A l’est, les troupes de l’AAS se battent pour dégager l’aéroport militaire assiégé de Kuweiris (à droite sur la carte). Au sud, elles contournent la route directe qui relie, d’ouest en est, la ville d’Alep à Kuweiris mais qui est sous le contrôle des insurgés. Elles progressent de manière satisfaisante et pourraient atteindre l’aéroport demain ou après-demain.
Hier et aujourd’hui, la principale attaque surprise a eu lieu au sud de la ville d’Alep. Les troupes ont progressé d’environ dix kilomètres au sud avant de tourner à droite en direction de l’autoroute M5, à l’ouest (en jaune foncé sur la gauche). Elles vont essayer de gagner l’autoroute contrôlée par les rebelles ou au moins les collines qui la surplombent à l’est.
Cette opération a surpris les insurgés. L’opération a été menée tambour battant. Plusieurs centaines de combattants irakiens, soutenus par l’Iran, de la force Qods commandée par Suleiman, ont été transférés de nuit de Lattaquié à Alep pour soutenir l’attaque au sud d’Alep.
On a aussi entendu dire que quelque 3000 combattants supplémentaires du Hezbollah devaient arriver, ce qui porterait à 10 000 le nombre de combattants venant d’Iran, d’Irak et du Liban pour se joindre aux forces du gouvernement syrien. Le Pentagone estime le nombre de soldats russes en Syrie à 3000, beaucoup plus que mon estimation à moi, qui est de 1250.
Il y a quelques mois, je pensais que l’armée syrienne aurait besoin d’une aide extérieure équivalent à une division (soit 15 000 hommes) pour regagner du terrain. Le nombre actuel de soldats envoyés par des gouvernements étrangers a presque atteint ce chiffre. Si, comme le bruit en court, une division blindée du Hezbollah devait rejoindre les forces actuelles, il deviendrait possible d’entreprendre une grande offensive vers Idlib, puis vers la frontière turque. Cela fermerait les grandes lignes de ravitaillement des rebelles, et ce serait probablement le début de la fin pour eux.
Mais cette attaque n’a pas encore commencé. A la place, il y a plusieurs petites opérations autour de Rastan, assistées (video) par des hélicoptères russes, pour désagréger une bulle rebelle, à Lattaquié, dans la plaine du Ghab, puis à Alep. Il faut savoir que la vision tactique et stratégique russe influence maintenant l’ensemble de la campagne.

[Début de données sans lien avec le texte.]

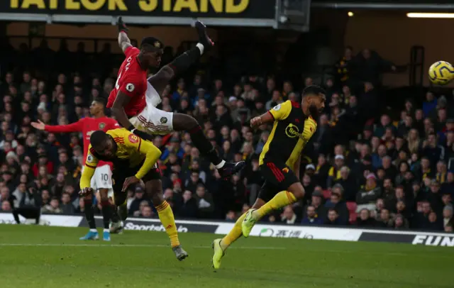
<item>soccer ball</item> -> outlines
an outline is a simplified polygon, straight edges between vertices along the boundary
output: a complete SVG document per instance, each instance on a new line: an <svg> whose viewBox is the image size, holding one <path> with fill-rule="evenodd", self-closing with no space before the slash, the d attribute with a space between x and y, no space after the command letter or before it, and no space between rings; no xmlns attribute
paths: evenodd
<svg viewBox="0 0 454 288"><path fill-rule="evenodd" d="M446 61L438 61L428 69L428 79L436 85L445 85L454 79L454 67Z"/></svg>

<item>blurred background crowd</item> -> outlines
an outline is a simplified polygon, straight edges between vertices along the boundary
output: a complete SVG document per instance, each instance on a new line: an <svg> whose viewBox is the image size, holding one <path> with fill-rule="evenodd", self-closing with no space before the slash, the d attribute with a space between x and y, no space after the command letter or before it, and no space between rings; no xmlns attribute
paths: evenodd
<svg viewBox="0 0 454 288"><path fill-rule="evenodd" d="M19 50L4 48L14 65L1 71L0 211L11 210L10 195L15 206L35 205L43 213L84 209L78 196L82 135L31 126L38 119L47 125L75 122L89 116L93 97L109 95L122 55L106 45L93 56L82 44L74 52L64 45L54 52L45 41L33 50L26 44ZM166 48L163 64L184 50L176 50ZM157 137L165 198L177 218L233 221L247 211L263 182L258 155L270 131L253 131L249 120L284 101L301 101L302 89L316 84L326 89L327 103L304 152L306 196L263 221L453 231L453 94L428 91L423 99L410 96L403 105L384 106L382 74L397 67L367 49L347 48L328 75L298 81L259 69L225 78L217 76L216 61L175 79L159 108L192 115L226 160L244 160L247 167L221 179L187 133ZM128 191L128 207L131 216L157 217L140 185Z"/></svg>

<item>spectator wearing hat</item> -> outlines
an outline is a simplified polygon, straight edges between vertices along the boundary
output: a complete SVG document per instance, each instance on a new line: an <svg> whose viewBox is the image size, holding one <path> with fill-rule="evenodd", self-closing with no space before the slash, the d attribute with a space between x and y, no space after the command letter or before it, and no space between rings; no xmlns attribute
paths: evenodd
<svg viewBox="0 0 454 288"><path fill-rule="evenodd" d="M206 191L204 184L199 184L194 196L197 204L197 217L210 218L214 211L214 203L211 194Z"/></svg>
<svg viewBox="0 0 454 288"><path fill-rule="evenodd" d="M270 99L265 104L265 109L267 110L271 110L272 107L275 107L284 102L281 93L278 90L272 92L271 99Z"/></svg>
<svg viewBox="0 0 454 288"><path fill-rule="evenodd" d="M314 172L316 185L319 185L323 189L326 189L326 179L328 178L328 173L330 168L330 165L326 160L325 155L319 154L317 165Z"/></svg>
<svg viewBox="0 0 454 288"><path fill-rule="evenodd" d="M294 225L297 223L297 214L293 211L292 206L285 206L284 211L281 214L281 222L287 225Z"/></svg>
<svg viewBox="0 0 454 288"><path fill-rule="evenodd" d="M140 213L140 204L142 201L145 201L150 206L150 201L147 199L143 192L143 188L140 186L137 186L135 189L134 199L131 201L131 206L129 206L129 209L128 211L128 214L130 216L134 214L134 213Z"/></svg>
<svg viewBox="0 0 454 288"><path fill-rule="evenodd" d="M334 165L328 172L327 187L331 188L336 181L340 179L340 168L344 163L345 157L343 155L338 154L334 157Z"/></svg>
<svg viewBox="0 0 454 288"><path fill-rule="evenodd" d="M324 222L325 225L329 226L337 226L342 225L339 221L339 214L336 211L336 209L331 209L328 210L328 214L326 216L326 219Z"/></svg>
<svg viewBox="0 0 454 288"><path fill-rule="evenodd" d="M306 216L301 220L304 225L321 225L323 221L317 214L316 208L312 205L308 205L306 208Z"/></svg>
<svg viewBox="0 0 454 288"><path fill-rule="evenodd" d="M377 220L376 227L382 228L389 228L392 226L392 219L391 218L391 214L388 209L383 209L380 211L380 215Z"/></svg>
<svg viewBox="0 0 454 288"><path fill-rule="evenodd" d="M392 221L392 227L394 230L406 230L409 224L407 219L401 214L396 214Z"/></svg>
<svg viewBox="0 0 454 288"><path fill-rule="evenodd" d="M375 201L382 195L382 189L377 185L377 177L373 173L365 173L366 184L356 196L358 210L362 208L372 210L375 207Z"/></svg>
<svg viewBox="0 0 454 288"><path fill-rule="evenodd" d="M362 228L371 228L375 226L375 219L370 216L370 211L365 208L360 211L355 225Z"/></svg>
<svg viewBox="0 0 454 288"><path fill-rule="evenodd" d="M197 216L197 201L192 196L192 192L189 190L183 193L182 205L178 209L178 216L183 218Z"/></svg>
<svg viewBox="0 0 454 288"><path fill-rule="evenodd" d="M422 155L427 157L433 167L435 169L436 164L439 160L443 160L445 157L445 148L437 144L436 135L430 133L427 138L427 140L423 144Z"/></svg>
<svg viewBox="0 0 454 288"><path fill-rule="evenodd" d="M396 133L396 127L392 125L391 117L387 114L383 114L380 117L380 124L375 128L374 136L382 138L386 132L387 128L391 128L393 134Z"/></svg>

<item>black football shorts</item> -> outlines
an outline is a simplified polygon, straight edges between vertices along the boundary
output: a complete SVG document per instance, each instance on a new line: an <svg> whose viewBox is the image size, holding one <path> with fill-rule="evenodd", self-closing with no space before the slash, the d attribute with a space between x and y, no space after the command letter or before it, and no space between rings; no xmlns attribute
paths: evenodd
<svg viewBox="0 0 454 288"><path fill-rule="evenodd" d="M277 193L286 191L294 183L299 182L298 177L285 164L265 162L260 165L260 171L265 179L258 194L258 198L265 202L271 200Z"/></svg>

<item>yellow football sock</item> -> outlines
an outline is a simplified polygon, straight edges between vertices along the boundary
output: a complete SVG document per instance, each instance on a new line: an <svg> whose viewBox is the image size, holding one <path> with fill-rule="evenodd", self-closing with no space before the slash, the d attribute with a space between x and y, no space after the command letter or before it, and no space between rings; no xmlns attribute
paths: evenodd
<svg viewBox="0 0 454 288"><path fill-rule="evenodd" d="M253 217L259 221L272 210L280 209L297 201L294 195L288 191L281 191L265 205L253 212Z"/></svg>
<svg viewBox="0 0 454 288"><path fill-rule="evenodd" d="M164 228L165 228L165 232L170 238L170 245L172 245L172 247L178 246L179 240L178 240L178 232L177 232L175 218L173 216L172 208L166 201L164 201L156 207L156 210L157 211L159 219L161 221Z"/></svg>
<svg viewBox="0 0 454 288"><path fill-rule="evenodd" d="M240 216L240 218L238 218L238 219L235 223L235 226L233 226L232 230L231 230L230 232L228 232L228 234L226 235L224 238L221 240L221 248L224 251L243 234L243 232L241 232L241 223L243 222L245 216L245 213L241 215L241 216Z"/></svg>

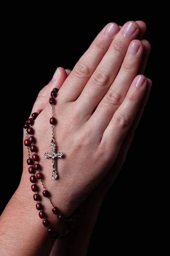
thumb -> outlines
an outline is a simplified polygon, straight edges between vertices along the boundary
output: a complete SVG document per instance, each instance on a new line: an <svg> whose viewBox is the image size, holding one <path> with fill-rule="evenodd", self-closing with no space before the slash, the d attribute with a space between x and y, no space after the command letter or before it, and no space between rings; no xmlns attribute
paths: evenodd
<svg viewBox="0 0 170 256"><path fill-rule="evenodd" d="M67 74L65 70L62 67L58 67L50 82L40 91L31 113L40 113L48 104L50 92L53 89L57 88L59 90L67 77Z"/></svg>

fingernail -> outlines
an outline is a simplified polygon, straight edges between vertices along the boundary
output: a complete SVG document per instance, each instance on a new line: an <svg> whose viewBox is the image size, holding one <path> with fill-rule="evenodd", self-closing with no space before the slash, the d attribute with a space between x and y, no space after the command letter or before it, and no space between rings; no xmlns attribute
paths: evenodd
<svg viewBox="0 0 170 256"><path fill-rule="evenodd" d="M136 81L135 85L136 87L142 87L145 82L145 78L144 78L143 76L139 76Z"/></svg>
<svg viewBox="0 0 170 256"><path fill-rule="evenodd" d="M113 23L110 23L107 26L104 35L108 37L112 37L117 32L117 31L116 26Z"/></svg>
<svg viewBox="0 0 170 256"><path fill-rule="evenodd" d="M131 22L127 23L123 30L123 35L125 36L132 36L137 30L137 27Z"/></svg>
<svg viewBox="0 0 170 256"><path fill-rule="evenodd" d="M59 70L59 69L58 67L56 71L55 72L54 74L53 78L51 79L51 80L52 81L54 81L54 80L55 80L56 78L57 78L58 77L58 76L59 76L60 73L60 72Z"/></svg>
<svg viewBox="0 0 170 256"><path fill-rule="evenodd" d="M135 43L131 43L129 49L129 54L130 55L135 55L138 52L140 45L135 44Z"/></svg>

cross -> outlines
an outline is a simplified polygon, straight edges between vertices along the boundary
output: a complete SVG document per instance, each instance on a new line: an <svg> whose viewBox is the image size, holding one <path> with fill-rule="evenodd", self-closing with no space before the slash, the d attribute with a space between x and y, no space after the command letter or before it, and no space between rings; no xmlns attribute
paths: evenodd
<svg viewBox="0 0 170 256"><path fill-rule="evenodd" d="M58 179L58 174L57 171L55 159L57 157L62 157L63 155L63 154L62 152L55 153L56 145L55 143L51 143L51 153L45 153L44 156L45 158L49 158L49 157L52 158L52 164L53 165L53 173L52 177L54 180L57 180L57 179Z"/></svg>

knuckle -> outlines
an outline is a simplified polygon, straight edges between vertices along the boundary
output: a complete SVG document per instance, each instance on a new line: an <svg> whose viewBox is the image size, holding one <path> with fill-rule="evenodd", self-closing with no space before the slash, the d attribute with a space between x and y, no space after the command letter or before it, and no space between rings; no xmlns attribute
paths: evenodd
<svg viewBox="0 0 170 256"><path fill-rule="evenodd" d="M88 66L82 62L78 62L73 70L74 75L78 78L89 77L90 70Z"/></svg>
<svg viewBox="0 0 170 256"><path fill-rule="evenodd" d="M108 82L108 76L101 70L96 71L93 76L93 83L95 85L105 84Z"/></svg>
<svg viewBox="0 0 170 256"><path fill-rule="evenodd" d="M122 102L122 96L114 90L110 89L106 95L106 100L113 105L120 105Z"/></svg>
<svg viewBox="0 0 170 256"><path fill-rule="evenodd" d="M105 49L105 40L99 40L96 41L94 44L95 46L96 46L98 49L99 50L104 50Z"/></svg>
<svg viewBox="0 0 170 256"><path fill-rule="evenodd" d="M115 114L114 116L114 122L119 128L124 129L128 127L130 123L129 120L122 113Z"/></svg>
<svg viewBox="0 0 170 256"><path fill-rule="evenodd" d="M113 49L116 52L123 52L123 47L122 46L120 42L113 41L112 43L112 46Z"/></svg>
<svg viewBox="0 0 170 256"><path fill-rule="evenodd" d="M124 63L122 68L124 72L127 73L132 71L133 70L133 66L130 63Z"/></svg>
<svg viewBox="0 0 170 256"><path fill-rule="evenodd" d="M128 95L127 98L128 100L132 102L135 102L136 101L135 96L133 93L129 93L129 94Z"/></svg>

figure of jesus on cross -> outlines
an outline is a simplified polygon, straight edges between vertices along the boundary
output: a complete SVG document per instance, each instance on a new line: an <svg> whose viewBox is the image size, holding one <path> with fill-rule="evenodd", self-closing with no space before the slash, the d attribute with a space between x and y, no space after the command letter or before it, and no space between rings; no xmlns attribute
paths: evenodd
<svg viewBox="0 0 170 256"><path fill-rule="evenodd" d="M53 173L52 177L54 180L58 179L59 176L58 172L57 171L56 158L57 157L62 157L63 154L62 152L55 153L56 145L55 143L51 143L51 153L45 153L44 156L45 158L52 158L52 164L53 165Z"/></svg>

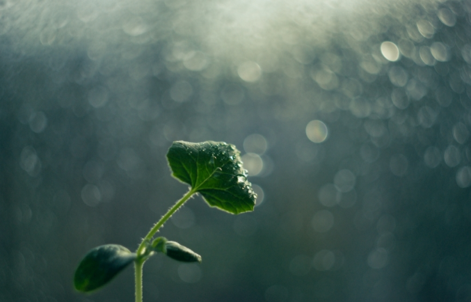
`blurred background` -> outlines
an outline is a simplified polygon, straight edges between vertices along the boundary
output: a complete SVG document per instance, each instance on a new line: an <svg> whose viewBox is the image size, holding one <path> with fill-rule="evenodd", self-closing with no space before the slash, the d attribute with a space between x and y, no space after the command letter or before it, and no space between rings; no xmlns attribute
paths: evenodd
<svg viewBox="0 0 471 302"><path fill-rule="evenodd" d="M233 143L259 198L187 202L145 301L471 301L470 1L0 1L0 301L91 295L186 186L173 141Z"/></svg>

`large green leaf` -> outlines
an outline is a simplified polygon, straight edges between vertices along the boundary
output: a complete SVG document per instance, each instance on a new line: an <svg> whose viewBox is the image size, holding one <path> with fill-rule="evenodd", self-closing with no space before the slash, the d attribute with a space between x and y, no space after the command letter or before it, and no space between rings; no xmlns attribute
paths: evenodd
<svg viewBox="0 0 471 302"><path fill-rule="evenodd" d="M135 253L117 244L106 244L90 250L75 270L75 289L91 292L101 287L136 258Z"/></svg>
<svg viewBox="0 0 471 302"><path fill-rule="evenodd" d="M167 159L172 175L191 186L211 207L233 214L253 211L257 194L233 145L175 141Z"/></svg>

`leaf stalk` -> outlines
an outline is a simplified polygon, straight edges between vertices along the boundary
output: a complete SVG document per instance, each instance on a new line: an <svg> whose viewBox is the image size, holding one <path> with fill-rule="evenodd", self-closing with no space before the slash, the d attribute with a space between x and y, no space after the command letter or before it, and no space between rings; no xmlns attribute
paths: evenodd
<svg viewBox="0 0 471 302"><path fill-rule="evenodd" d="M143 280L143 267L144 266L144 262L148 259L147 252L146 248L147 244L151 242L151 240L155 233L159 231L159 229L163 225L163 223L166 223L170 218L173 214L177 212L183 204L186 202L193 194L196 193L193 189L190 188L190 190L186 193L179 200L178 200L172 207L170 207L168 211L160 218L157 223L154 225L150 231L147 233L147 235L144 237L142 242L139 245L139 247L137 248L136 253L137 254L137 259L134 261L134 267L136 269L136 302L143 302L143 292L142 292L142 280Z"/></svg>

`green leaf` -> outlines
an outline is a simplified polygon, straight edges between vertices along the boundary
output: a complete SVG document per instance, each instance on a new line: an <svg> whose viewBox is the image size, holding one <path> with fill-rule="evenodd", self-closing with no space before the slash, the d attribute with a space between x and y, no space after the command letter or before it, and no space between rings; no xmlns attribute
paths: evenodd
<svg viewBox="0 0 471 302"><path fill-rule="evenodd" d="M233 145L175 141L167 159L172 175L191 186L210 206L232 214L253 211L257 194Z"/></svg>
<svg viewBox="0 0 471 302"><path fill-rule="evenodd" d="M178 242L166 241L163 253L170 258L182 262L201 262L201 256Z"/></svg>
<svg viewBox="0 0 471 302"><path fill-rule="evenodd" d="M91 292L101 287L136 258L135 253L117 244L106 244L90 250L75 270L75 289Z"/></svg>

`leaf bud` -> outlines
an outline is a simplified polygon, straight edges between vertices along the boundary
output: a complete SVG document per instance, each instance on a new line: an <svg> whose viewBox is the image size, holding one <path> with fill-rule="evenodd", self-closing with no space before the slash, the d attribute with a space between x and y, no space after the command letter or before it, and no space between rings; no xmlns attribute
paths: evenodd
<svg viewBox="0 0 471 302"><path fill-rule="evenodd" d="M163 252L172 259L182 262L201 262L201 256L178 242L166 241Z"/></svg>

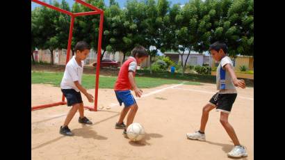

La Maskirovska*, les feintes ici et là avant de frapper ailleurs, font toujours partie des opérations militaires russes de plus grande ampleur. Ce que nous savons de la disposition des forces du gouvernement syrien et de ses alliées est essentiellement ce qu’on veut que nous sachions. Cela peut ou non refléter la véritable situation. Nous ne sommes pas au bout de nos surprises.
Traduction : Dominique Muselet
(*) La Maskirovka (en russe : Маскировка, littéralement : camouflage) est l’art russe de la désinformation militaire.
Elle ne recouvre aucune pratique spécifiquement russe mais trouve son originalité dans l’appréhension des techniques de désinformation comme un tout, depuis le simple camouflage à l’échelon individuel jusqu’au niveau stratégique (Wikipedia).